Питер медленно кивает, глубоко втягивает ноздрями воздух и встает.

Пора на борт.

Жуткое предзнаменование. Хочу домой, в свою лачугу, читать старый «Пиплз». Но… Письмо.

Вашинг оставил мне конверт. Типа: «Не вскрывать, пока не умру». Господи, почерк такой неразборчивый, типа Вашингтон карябал не той рукой. Хотя суть ясна. Будь рядом с Джефферсоном. Заботься о нем. Люби его. Чего он от меня хочет? Раз – и полюбила? То есть я-то Джеффа, конечно, люблю. С пятилетнего возраста. Но есть любовь просто и Любовь с большой буквы.

Есть ведь?

В общем, я теперь Джефферсоново прикрытие. И это главное.

Джефферсон

Юнион-сквер лучше бы объехать, но после вестсайдского пожара боковые улицы с Десятой по Тринадцатую заблокированы машинами, разлагающимися телами и обломками зданий. Вот вам и обратная сторона путешествия на «Чиките» – ей нужна свободная дорога. Может, расчистить себе путь на запад и получилось бы, но выходить из пикапа здесь опасно – случись что, прорваться на тесных улицах нам будет трудно.

Юнион-сквер – это нечто.

Когда все пришло в упадок, и электричество исчезло, на площади собралась уйма народа. Скауты, не теряющие надежды. Свечи, косячки с марихуаной, вегетарианские запеканки. Потом появились и заиграли барабанщики. Их приходило все больше: конгеро из Восточного Гарлема отбивали ритм на высоких латиноамериканских барабанах-бочках, рокеры из Ист-Виллидж гремели ударниками, уличные музыканты молотили по перевернутым пластмассовым ведрам из-под краски. Чем сильнее свирепствовала Хворь, тем шире и шире становился людской круг – словно город пытался доказать, что его сердце по-прежнему бьется.

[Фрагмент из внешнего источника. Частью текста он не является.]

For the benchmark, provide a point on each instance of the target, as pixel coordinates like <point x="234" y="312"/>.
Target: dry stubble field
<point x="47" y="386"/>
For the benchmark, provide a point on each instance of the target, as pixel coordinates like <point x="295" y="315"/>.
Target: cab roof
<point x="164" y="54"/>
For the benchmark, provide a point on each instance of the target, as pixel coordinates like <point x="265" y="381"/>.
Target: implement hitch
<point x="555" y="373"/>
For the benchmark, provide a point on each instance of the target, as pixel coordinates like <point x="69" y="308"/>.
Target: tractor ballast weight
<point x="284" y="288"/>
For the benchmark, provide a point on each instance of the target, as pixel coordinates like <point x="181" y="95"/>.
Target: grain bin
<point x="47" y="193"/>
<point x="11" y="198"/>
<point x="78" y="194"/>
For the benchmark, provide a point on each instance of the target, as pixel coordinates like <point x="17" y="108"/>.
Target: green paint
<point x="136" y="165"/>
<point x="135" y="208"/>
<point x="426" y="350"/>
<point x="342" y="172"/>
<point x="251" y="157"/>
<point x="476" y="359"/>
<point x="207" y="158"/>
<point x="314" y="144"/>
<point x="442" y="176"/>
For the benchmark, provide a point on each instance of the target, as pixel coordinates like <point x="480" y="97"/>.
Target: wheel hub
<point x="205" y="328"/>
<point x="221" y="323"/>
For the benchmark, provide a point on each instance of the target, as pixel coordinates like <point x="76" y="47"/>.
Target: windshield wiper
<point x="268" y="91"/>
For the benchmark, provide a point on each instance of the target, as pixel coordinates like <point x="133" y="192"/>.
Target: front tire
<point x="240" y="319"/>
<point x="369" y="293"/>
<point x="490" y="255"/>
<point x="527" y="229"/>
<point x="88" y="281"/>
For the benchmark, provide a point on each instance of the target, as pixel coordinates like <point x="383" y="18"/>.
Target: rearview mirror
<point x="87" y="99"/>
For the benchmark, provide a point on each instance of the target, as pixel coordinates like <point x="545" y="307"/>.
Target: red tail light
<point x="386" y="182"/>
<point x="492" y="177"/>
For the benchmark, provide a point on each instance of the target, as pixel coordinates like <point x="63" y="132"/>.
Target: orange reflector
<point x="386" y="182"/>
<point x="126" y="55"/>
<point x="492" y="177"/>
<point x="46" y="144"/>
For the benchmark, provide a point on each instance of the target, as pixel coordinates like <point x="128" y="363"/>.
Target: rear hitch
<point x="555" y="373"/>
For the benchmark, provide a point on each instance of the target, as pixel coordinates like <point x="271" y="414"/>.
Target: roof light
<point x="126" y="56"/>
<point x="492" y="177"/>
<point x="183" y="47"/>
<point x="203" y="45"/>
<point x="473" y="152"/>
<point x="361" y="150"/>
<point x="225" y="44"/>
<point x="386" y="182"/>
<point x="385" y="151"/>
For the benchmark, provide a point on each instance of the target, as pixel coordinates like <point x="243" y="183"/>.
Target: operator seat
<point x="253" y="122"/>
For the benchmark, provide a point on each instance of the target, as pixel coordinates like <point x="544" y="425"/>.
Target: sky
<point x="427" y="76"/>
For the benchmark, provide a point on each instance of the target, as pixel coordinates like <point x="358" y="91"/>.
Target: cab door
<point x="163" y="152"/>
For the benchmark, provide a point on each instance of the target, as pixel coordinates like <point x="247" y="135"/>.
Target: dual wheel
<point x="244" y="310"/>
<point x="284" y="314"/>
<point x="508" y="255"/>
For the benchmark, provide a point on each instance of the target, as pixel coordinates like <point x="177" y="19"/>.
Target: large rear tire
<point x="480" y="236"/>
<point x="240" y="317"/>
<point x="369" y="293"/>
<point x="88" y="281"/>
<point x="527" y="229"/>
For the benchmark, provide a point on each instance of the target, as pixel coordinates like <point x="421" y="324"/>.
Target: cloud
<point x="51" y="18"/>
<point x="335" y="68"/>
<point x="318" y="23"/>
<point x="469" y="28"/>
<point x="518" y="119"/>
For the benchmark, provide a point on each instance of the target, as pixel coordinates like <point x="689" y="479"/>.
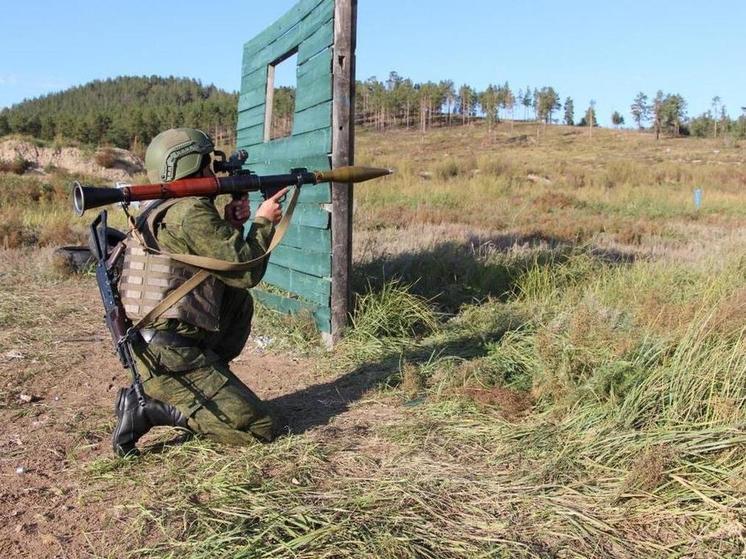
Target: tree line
<point x="128" y="112"/>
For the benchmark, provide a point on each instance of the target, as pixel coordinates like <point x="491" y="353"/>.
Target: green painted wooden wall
<point x="301" y="265"/>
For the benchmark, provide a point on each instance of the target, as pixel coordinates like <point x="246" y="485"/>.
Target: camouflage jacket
<point x="194" y="226"/>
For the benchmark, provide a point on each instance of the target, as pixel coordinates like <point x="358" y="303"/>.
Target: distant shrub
<point x="107" y="158"/>
<point x="18" y="166"/>
<point x="452" y="168"/>
<point x="13" y="234"/>
<point x="497" y="167"/>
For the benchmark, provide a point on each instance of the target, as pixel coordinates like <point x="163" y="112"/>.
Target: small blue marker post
<point x="697" y="198"/>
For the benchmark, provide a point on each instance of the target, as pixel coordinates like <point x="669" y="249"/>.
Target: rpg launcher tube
<point x="88" y="197"/>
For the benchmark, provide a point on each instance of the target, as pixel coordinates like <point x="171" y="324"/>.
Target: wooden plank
<point x="312" y="93"/>
<point x="343" y="123"/>
<point x="318" y="41"/>
<point x="313" y="118"/>
<point x="314" y="195"/>
<point x="249" y="137"/>
<point x="317" y="68"/>
<point x="255" y="80"/>
<point x="291" y="18"/>
<point x="308" y="238"/>
<point x="308" y="262"/>
<point x="311" y="215"/>
<point x="294" y="306"/>
<point x="252" y="98"/>
<point x="290" y="40"/>
<point x="278" y="166"/>
<point x="315" y="143"/>
<point x="251" y="117"/>
<point x="309" y="287"/>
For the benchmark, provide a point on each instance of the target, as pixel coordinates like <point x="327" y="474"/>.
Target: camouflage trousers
<point x="197" y="380"/>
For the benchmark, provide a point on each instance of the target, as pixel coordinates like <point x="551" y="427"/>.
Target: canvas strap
<point x="207" y="264"/>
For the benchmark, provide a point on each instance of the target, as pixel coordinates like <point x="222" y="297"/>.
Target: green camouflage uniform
<point x="196" y="379"/>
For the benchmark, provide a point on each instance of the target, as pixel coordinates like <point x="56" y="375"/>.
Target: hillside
<point x="548" y="359"/>
<point x="125" y="112"/>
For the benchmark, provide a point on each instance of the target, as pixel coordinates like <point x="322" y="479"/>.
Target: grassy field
<point x="548" y="359"/>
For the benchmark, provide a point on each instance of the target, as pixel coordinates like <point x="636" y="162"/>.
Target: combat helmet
<point x="176" y="153"/>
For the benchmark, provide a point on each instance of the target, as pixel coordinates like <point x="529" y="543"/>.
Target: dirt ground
<point x="59" y="377"/>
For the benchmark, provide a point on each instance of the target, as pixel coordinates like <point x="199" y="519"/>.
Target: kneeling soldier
<point x="184" y="364"/>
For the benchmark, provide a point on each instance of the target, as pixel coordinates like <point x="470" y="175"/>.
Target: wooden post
<point x="270" y="101"/>
<point x="343" y="153"/>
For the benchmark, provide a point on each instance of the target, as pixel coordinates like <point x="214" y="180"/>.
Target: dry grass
<point x="560" y="333"/>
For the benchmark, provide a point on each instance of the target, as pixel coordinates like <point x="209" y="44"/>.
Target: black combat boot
<point x="134" y="420"/>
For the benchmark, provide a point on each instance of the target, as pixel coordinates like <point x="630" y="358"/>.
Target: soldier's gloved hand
<point x="237" y="212"/>
<point x="271" y="209"/>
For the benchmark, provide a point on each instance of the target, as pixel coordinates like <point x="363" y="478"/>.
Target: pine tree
<point x="640" y="109"/>
<point x="569" y="112"/>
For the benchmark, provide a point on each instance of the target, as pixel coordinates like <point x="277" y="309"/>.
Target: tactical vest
<point x="148" y="277"/>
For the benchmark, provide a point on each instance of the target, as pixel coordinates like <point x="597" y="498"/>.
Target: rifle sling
<point x="207" y="264"/>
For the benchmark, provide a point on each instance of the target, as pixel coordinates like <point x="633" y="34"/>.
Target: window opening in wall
<point x="281" y="88"/>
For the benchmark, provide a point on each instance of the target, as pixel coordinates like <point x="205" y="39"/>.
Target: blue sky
<point x="606" y="51"/>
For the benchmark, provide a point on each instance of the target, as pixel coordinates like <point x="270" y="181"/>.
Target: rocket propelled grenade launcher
<point x="88" y="197"/>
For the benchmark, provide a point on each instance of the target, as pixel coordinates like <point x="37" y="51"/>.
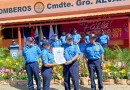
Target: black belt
<point x="30" y="62"/>
<point x="92" y="60"/>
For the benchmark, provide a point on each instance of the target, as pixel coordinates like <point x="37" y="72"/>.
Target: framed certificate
<point x="59" y="55"/>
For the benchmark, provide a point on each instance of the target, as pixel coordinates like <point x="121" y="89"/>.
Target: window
<point x="11" y="33"/>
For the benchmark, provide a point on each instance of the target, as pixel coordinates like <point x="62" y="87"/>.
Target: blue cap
<point x="63" y="31"/>
<point x="74" y="29"/>
<point x="13" y="40"/>
<point x="93" y="36"/>
<point x="45" y="42"/>
<point x="68" y="36"/>
<point x="30" y="39"/>
<point x="44" y="37"/>
<point x="54" y="34"/>
<point x="102" y="30"/>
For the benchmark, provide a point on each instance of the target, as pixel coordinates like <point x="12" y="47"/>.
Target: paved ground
<point x="60" y="87"/>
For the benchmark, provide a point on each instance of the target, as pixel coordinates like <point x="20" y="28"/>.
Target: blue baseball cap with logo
<point x="46" y="42"/>
<point x="29" y="39"/>
<point x="54" y="34"/>
<point x="68" y="36"/>
<point x="93" y="36"/>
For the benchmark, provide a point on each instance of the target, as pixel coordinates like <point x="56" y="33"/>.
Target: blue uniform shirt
<point x="103" y="39"/>
<point x="56" y="43"/>
<point x="47" y="56"/>
<point x="62" y="38"/>
<point x="76" y="37"/>
<point x="31" y="53"/>
<point x="86" y="38"/>
<point x="93" y="51"/>
<point x="70" y="51"/>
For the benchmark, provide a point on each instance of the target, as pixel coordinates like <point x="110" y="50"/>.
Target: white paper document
<point x="59" y="55"/>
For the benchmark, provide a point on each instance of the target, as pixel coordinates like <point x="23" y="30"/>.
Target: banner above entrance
<point x="18" y="8"/>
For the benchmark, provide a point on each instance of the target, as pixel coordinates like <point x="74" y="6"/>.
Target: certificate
<point x="59" y="55"/>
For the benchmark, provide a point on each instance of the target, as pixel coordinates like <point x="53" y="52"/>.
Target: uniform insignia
<point x="43" y="58"/>
<point x="97" y="48"/>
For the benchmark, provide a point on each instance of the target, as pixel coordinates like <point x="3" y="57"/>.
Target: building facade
<point x="113" y="16"/>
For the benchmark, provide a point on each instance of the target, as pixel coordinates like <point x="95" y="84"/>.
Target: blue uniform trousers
<point x="47" y="76"/>
<point x="95" y="65"/>
<point x="105" y="45"/>
<point x="32" y="69"/>
<point x="72" y="71"/>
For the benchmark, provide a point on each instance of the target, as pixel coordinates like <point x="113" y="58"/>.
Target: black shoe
<point x="93" y="89"/>
<point x="101" y="89"/>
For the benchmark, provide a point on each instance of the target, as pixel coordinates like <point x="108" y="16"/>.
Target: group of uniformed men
<point x="93" y="59"/>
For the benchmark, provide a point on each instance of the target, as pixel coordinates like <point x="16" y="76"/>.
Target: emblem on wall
<point x="39" y="7"/>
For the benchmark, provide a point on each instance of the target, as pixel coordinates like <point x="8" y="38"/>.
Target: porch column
<point x="19" y="39"/>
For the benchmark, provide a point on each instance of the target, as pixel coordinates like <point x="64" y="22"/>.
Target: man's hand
<point x="85" y="65"/>
<point x="55" y="64"/>
<point x="68" y="62"/>
<point x="102" y="63"/>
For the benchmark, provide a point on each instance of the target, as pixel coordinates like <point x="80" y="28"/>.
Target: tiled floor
<point x="60" y="87"/>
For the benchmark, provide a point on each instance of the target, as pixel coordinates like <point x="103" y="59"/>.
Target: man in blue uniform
<point x="86" y="38"/>
<point x="62" y="38"/>
<point x="55" y="42"/>
<point x="30" y="53"/>
<point x="76" y="36"/>
<point x="40" y="43"/>
<point x="48" y="63"/>
<point x="71" y="68"/>
<point x="103" y="39"/>
<point x="94" y="52"/>
<point x="14" y="44"/>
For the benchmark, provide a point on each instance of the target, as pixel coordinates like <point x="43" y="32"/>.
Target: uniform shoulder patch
<point x="43" y="58"/>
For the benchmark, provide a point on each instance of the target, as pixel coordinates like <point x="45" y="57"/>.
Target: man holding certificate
<point x="71" y="68"/>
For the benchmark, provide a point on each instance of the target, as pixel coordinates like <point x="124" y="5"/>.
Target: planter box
<point x="13" y="81"/>
<point x="108" y="82"/>
<point x="56" y="81"/>
<point x="128" y="81"/>
<point x="83" y="80"/>
<point x="121" y="81"/>
<point x="124" y="81"/>
<point x="96" y="82"/>
<point x="22" y="82"/>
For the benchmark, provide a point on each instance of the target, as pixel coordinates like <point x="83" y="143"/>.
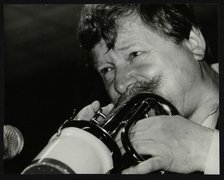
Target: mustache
<point x="137" y="87"/>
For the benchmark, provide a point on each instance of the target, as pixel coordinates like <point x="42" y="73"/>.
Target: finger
<point x="147" y="166"/>
<point x="88" y="112"/>
<point x="105" y="110"/>
<point x="146" y="123"/>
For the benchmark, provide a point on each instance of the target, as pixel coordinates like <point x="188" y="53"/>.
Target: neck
<point x="207" y="108"/>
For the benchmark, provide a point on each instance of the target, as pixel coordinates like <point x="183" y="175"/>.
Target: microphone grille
<point x="14" y="141"/>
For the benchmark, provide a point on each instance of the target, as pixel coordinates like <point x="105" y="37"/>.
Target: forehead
<point x="132" y="32"/>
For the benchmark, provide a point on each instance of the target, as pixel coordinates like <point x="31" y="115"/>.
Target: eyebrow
<point x="126" y="47"/>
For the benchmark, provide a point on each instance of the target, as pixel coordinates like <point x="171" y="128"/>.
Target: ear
<point x="196" y="44"/>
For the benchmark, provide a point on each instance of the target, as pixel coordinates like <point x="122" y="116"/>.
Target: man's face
<point x="143" y="58"/>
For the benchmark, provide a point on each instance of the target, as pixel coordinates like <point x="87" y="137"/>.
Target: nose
<point x="124" y="78"/>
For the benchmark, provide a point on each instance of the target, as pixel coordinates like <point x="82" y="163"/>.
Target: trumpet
<point x="82" y="146"/>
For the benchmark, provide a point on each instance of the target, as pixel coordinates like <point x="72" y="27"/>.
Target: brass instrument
<point x="122" y="118"/>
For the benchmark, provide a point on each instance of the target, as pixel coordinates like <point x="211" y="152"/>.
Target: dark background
<point x="46" y="74"/>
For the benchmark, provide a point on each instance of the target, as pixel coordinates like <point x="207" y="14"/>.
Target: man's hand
<point x="175" y="144"/>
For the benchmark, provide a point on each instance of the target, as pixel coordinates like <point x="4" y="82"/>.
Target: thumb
<point x="147" y="166"/>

Люди стекались отовсюду. И барабанили. Даже те, кому медведь на ухо наступил. Барабанили, барабанили – точно отпугивали злых духов. Не останавливались ни на минуту, а когда Хворь брала над ними верх, валились на свои барабаны и умирали.

Барабанный бой на Юнион-сквер не смолкает никогда. Ночи без автомобильного шума сейчас такие тихие – разве что собака залает или кто-то вскрикнет. И если ветер дует в нашу сторону, он доносит ритм барабанов на Вашингтон-сквер. Кое-кто называет этот неумолкающий ритм зловещим. Как призывы неприкаянных душ.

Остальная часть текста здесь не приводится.